Shinozuka also received $50,000 for winning the Scientific American Science in Action Award, which is powered by the Google Science Fair. 

Shinozuka has “always been very passionate about sensors,” he told the Nichi Bei Weekly.  When he was 6 years old, he witnessed an elderly family friend suffer an injury after falling in the bathroom. Shinozuka had hoped to create a “smart bathroom” to detect when seniors have fallen, he said. 

Shinozuka recently tested his sensor at an assisted living facility in Irvine, Calif. Shinozuka also plans to work with Keiro Senior HealthCare in Southern California, to further test the sensor.

Keiro learned about Shinozuka’s work when a staffer read about the sensor in a news article. Dianne Kujubu Belli, Keiro’s chief administrative officer, held a video chat conversation with Shinozuka, which allowed her to witness the device in use. 

Kujubu Belli and her colleagues were “amazed” by “how effective it is, how simple it is.” 

Kujubu Belli has tried different monitors within her own family, but said Shinozuka’s “will be much more effective.” 

Next January, Keiro will connect Shinozuka with seniors within the community who have agreed to beta test the sensor. 

Keiro is looking forward to the process, as “we believe that technology is a great tool to deploy in facilities, but also to assist families and seniors in aging in place in home,” Kujubu Belli said. 

Shinozuka’s next step will be to “commercialize” the sensor, making it available to those who need it. In order to do so, he is seeking business mentors to help him market his sensor. He also noted that he has had “the great support of mentors” who have guided him in the project. 

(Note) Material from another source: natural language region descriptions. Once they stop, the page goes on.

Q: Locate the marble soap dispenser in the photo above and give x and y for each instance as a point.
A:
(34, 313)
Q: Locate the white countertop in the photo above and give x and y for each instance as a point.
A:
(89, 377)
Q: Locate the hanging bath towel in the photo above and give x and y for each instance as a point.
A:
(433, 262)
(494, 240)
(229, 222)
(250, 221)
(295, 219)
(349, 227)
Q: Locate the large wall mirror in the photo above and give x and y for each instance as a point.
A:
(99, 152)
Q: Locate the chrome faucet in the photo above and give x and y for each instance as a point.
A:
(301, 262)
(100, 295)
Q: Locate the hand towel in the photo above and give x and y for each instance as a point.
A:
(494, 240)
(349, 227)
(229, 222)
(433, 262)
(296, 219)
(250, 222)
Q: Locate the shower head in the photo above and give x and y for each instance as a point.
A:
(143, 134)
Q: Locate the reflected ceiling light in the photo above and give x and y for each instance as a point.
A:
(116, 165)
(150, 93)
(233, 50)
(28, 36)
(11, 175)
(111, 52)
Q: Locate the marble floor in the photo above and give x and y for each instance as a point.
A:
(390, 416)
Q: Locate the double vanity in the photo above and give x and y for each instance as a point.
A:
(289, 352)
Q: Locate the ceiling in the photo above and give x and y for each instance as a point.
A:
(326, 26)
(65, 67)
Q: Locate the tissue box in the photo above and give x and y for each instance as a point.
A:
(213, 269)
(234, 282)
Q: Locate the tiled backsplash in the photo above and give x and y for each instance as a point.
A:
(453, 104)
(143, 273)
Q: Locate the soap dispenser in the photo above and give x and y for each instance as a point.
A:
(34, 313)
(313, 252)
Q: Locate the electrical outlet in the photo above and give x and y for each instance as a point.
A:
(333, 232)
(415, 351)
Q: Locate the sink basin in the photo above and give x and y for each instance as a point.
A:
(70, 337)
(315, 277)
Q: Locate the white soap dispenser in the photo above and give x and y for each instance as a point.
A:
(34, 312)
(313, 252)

Over time, Shinozuka hopes to “develop my technology into a low-cost kit that will enable people to monitor their own health in the comfort of their own home by detecting changes in their walking patterns, such as the time interval between steps and the distribution of pressure on the user’s feet, which have been found to correlate strongly with one’s healthiness,” he said in his biography. 

Meanwhile, Shinozuka is busy completing his high school education. During his spare time, Shinozuka, an Eagle Scout, enjoys hiking and camping. He is also a member of his school’s varsity debate team, and serves as the editor-in-chief of his school’s magazine.  

Additionally, he is preparing for college. Shinozuka said he is considering pursuing the field of neuroscience, as he is interested in the “mysteries of the brain,” and “how to find cures to conditions like Alzheimer’s.”